Yunus found that his co-borrowers repaid everything they owed and were hungry for more credit opportunity. So Yunus launched Grameen Bank, the founding of which took six years and countless hours arguing with traditional banking and regulatory agencies, and eventual new laws written for microbanking practices.

Yunus said he didn’t have a “particular strategy” for Grameen.

“But, looking back, I would just do the opposite of whatever regular banks did,” he said. “If they asked for collateral, we did not. If they have you sign a bunch of papers, we worked with illiterates. Regular bank managers told me to kiss my money goodbye.”

To the contrary, Grameen Bank has grown to an institution that has issued more than $6.5 billion in loans, individual ones at generally less than $100, to more than seven million borrowers. “We have had less than 1 percent of our borrowers default,” Yunus said.

And, in a country where illiteracy reigns and women are generally regarded as second-class citizens, nearly 97 percent of those loans have gone to women.

“It makes perfect sense,” Yunus said. “For centuries, men would bring their salaries home to their wives and women had to run their households with whatever was given them. They became perfect money managers.”

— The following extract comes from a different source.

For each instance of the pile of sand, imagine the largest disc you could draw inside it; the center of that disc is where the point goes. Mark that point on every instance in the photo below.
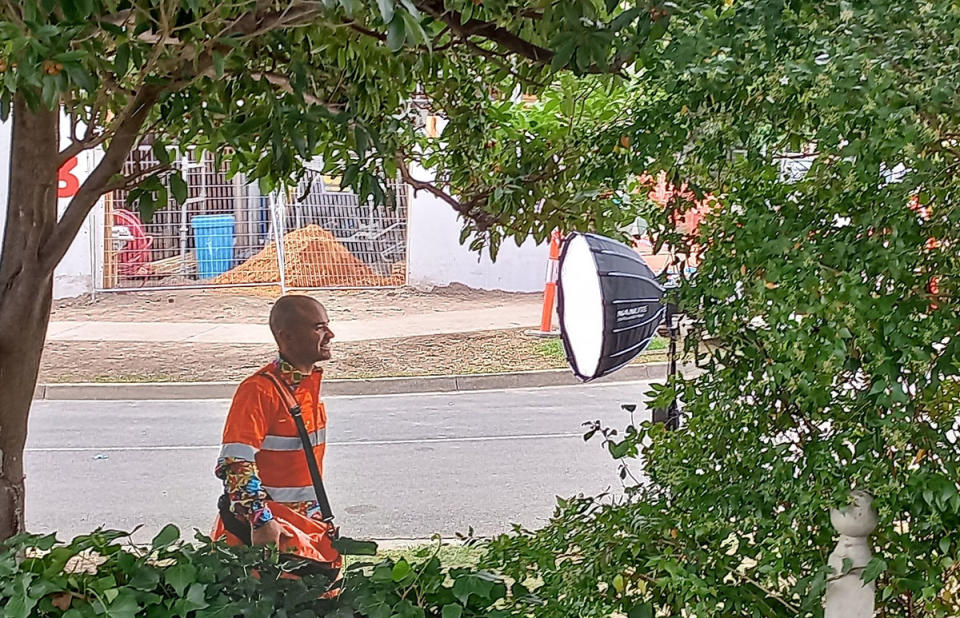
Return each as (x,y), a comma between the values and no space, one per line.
(313,259)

It wasn’t easy to convince the poor women of the village to accept bank loans. Conservative clergy told them they would not receive Muslim burials.

“There were some women who refused to even touch the money, saying to give it to their husbands,” Yunus said. “But when a woman said no, this was not her voice. It was fear speaking.”

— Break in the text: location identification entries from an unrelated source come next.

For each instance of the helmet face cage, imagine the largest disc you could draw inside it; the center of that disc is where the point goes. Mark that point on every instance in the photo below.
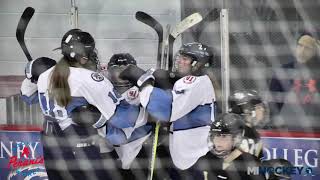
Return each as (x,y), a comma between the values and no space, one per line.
(117,63)
(200,54)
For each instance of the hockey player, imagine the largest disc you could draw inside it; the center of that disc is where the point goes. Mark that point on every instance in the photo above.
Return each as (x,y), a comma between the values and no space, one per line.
(189,106)
(254,110)
(63,90)
(128,141)
(225,160)
(276,163)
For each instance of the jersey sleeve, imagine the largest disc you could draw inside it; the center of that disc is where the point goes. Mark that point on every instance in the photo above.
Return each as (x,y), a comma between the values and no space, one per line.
(29,92)
(190,92)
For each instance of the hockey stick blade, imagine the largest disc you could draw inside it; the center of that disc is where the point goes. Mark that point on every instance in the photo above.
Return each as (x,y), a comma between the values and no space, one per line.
(185,24)
(21,29)
(154,24)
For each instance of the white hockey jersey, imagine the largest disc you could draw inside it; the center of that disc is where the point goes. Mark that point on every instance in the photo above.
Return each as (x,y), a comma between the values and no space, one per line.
(190,108)
(129,141)
(87,87)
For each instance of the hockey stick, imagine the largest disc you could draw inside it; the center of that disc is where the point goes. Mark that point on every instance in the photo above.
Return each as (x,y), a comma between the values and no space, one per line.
(21,29)
(154,24)
(211,16)
(185,24)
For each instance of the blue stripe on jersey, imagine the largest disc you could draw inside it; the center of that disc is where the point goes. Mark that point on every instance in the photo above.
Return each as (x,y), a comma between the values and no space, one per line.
(43,103)
(201,116)
(115,135)
(125,115)
(33,99)
(140,132)
(159,105)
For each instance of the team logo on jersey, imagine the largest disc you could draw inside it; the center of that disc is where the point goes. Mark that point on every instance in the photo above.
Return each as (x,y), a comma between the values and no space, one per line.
(97,77)
(189,79)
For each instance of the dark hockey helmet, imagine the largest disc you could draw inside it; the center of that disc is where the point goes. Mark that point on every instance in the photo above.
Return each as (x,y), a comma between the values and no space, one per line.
(227,123)
(117,63)
(200,54)
(77,44)
(275,163)
(121,59)
(245,102)
(38,66)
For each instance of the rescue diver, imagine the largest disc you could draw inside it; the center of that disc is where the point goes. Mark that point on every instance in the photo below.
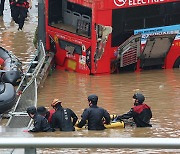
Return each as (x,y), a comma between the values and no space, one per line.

Yunus said the bank encourages informal groups to apply for loans together and act as co-guarantors for repayment.

“Today, Grameen Bank is owned by poor women. Our board is all women and the director is a woman. All who were lifted out of poverty by their own efforts.”

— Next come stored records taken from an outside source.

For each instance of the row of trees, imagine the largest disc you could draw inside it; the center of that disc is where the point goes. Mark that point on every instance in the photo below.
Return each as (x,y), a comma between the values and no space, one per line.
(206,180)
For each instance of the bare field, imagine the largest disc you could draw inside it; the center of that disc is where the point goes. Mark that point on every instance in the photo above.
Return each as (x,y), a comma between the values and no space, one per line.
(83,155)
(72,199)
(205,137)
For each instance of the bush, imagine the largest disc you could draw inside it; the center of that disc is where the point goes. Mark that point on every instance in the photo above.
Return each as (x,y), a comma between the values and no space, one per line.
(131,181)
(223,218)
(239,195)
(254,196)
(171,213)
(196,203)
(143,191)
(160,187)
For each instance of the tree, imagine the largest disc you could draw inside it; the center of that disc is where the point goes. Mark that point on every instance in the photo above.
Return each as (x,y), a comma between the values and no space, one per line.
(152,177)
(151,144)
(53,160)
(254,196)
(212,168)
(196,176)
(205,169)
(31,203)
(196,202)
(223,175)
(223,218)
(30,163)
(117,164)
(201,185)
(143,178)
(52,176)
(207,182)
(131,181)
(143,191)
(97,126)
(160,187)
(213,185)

There are more than 2,500 branches of Grameen open in Bangladesh now.

“We give them no capital to start the bank,” Yunus explained. “They must find the depositors in their village and run it themselves. They must break-even within 12 months. They never fall short.”

So successful was Grameen’s concept that it has diversified into providing education and health loans, and equities projects that bring computer and Internet services to small villages. Grameen has funded scholarships to more than 18,000 doctoral students. Grameen Phone has brought cell-phone ownership to more than 250,000 of the rural poor since 1997.

After his Nobel award, Yunus thought to bring his message of empowerment for the poor to these shores and is opening the first branch of Grameen America in Queens, NY next year.

His targeted clientele are the immigrant and working poor families who traditionally are refused normal banking services and must rely on check-cashing companies or pawnshops, which charge high fees. “From New York, we will move to help other inner cities, Appalachia, Native Americans. All humans are entrepreneurs, if you give them a chance,” he said.

Yunus had been scheduled to speak at a fundraiser Sunday evening for Malibu’s MUSE Elementary School at the home of director James Cameron and his wife Suzy Amis Cameron. Because of the fire, they were forced to evacuate.

Undaunted, they moved the event to Cameron’s Santa Monica’s offices, where attendees heard Yunus, along with Zebiba Shekhia, who helps direct MUSE’s Global Scholarships, Charlie Gay of the Mineseeker Foundation and MicroCredit Summit Founder Sam Daley Harris.

After telling the story of a six-year-old boy sold to a fisherman by his parents in Indonesia, Harris said, “Our goal is to lend money to 100 million of the poorest families in the world. I am convinced that microcredit will free these people from servitude.”